English    Türkçe    فارسی   

1
112-121

  • Aşkı şerh etmek ve anlatmak için ne söylersem söyleyeyim... Asıl aşka gelince o sözlerden mahcup olurum.
  • هر چه گویم عشق را شرح و بیان ** چون به عشق آیم خجل گردم از آن‌‌
  • Dilin tefsiri gerçi pek aydınlatıcıdır, fakat dile düşmeyen aşk daha aydındır.
  • گر چه تفسیر زبان روشن‌‌گر است ** لیک عشق بی‌‌زبان روشن‌‌تر است‌‌
  • Çünkü kalem, yazmada koşup durmaktadır, ama aşk bahsine gelince; çatlar, âciz kalır.

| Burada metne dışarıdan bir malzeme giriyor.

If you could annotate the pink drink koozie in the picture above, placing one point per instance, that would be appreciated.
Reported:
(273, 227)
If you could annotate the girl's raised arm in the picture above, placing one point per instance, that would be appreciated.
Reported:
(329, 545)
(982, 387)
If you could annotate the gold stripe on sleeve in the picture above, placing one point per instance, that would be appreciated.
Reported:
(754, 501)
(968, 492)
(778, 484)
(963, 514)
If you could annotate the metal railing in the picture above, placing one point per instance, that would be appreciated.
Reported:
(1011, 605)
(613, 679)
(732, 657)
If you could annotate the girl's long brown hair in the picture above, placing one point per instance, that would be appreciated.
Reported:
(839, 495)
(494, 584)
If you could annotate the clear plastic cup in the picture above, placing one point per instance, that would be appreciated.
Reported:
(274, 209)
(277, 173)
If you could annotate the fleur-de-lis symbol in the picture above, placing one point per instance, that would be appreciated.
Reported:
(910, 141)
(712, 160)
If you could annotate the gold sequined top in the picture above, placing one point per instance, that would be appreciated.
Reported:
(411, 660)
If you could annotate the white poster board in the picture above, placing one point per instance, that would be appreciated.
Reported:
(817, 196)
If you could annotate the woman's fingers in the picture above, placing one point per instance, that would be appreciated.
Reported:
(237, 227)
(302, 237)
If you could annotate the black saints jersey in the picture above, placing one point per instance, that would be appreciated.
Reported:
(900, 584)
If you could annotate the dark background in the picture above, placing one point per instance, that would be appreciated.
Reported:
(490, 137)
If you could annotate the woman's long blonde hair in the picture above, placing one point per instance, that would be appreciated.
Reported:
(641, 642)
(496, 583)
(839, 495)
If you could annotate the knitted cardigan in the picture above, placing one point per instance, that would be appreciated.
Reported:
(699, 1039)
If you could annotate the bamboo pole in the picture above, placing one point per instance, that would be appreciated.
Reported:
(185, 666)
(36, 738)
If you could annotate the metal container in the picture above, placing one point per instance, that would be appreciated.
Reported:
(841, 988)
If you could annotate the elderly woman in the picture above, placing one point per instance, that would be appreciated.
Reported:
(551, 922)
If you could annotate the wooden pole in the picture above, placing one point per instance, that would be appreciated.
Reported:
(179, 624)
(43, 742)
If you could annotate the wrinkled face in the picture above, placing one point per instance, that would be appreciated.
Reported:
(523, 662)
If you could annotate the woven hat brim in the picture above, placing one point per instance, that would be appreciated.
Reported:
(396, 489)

  • چون قلم اندر نوشتن می‌‌شتافت ** چون به عشق آمد قلم بر خود شکافت‌‌
  • Aşkın şerhinde akıl, çamura saplanmış eşek gibi yattı kaldı. Aşkı, âşıklığı yine aşk şerh etti. 115
  • عقل در شرحش چو خر در گل بخفت ** شرح عشق و عاشقی هم عشق گفت‌‌
  • Güneşin vücuduna delil, yine güneştir. Sana delil lâzımsa güneşten yüz çevirme.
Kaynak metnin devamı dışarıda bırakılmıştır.